You don’t get it from audiobooks. And the blue lights emanating from ebook devices can cause more distress than relaxation.
Speaking of which…
Lighting Does Matter
When your crappy sleep quality keeps you sleepy all day, it could be about the light you expose yourself to before and during you are asleep.
Why do you think people warn you not to watch tv or touch your phone before bedtime? It’s all because of the blue light I mentioned earlier.
So here are a few things you can do to write off this factor for good:
‣ Solution 1. Change your bedroom environment to help you sleep better. Use a low-powered, warm-colored lamp to help your eyes transition into a more relaxing state.
‣ Solution 2. Use a comfortable eye mask for deep, uninterrupted sleep.

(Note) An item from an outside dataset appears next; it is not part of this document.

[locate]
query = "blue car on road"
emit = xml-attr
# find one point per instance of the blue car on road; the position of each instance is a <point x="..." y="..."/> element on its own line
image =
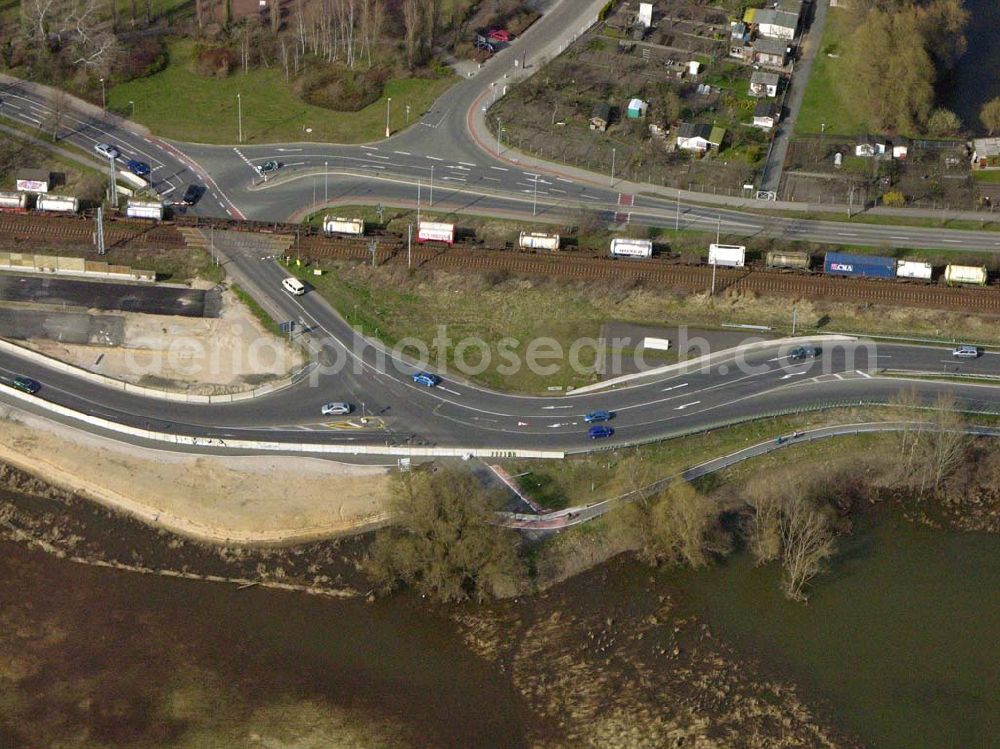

‣ Solution 3. Every morning after waking up, expose yourself to bright daylight for at least 2 to 10 minutes. It wakes you up better and sets a timer for your body to produce melatonin, the sleep hormone for the night.
None of these changes are hard to make. All they ask of you is a little discipline. If you ask me, it is a small price to pay to escape the hell of anxiety you go through every other night.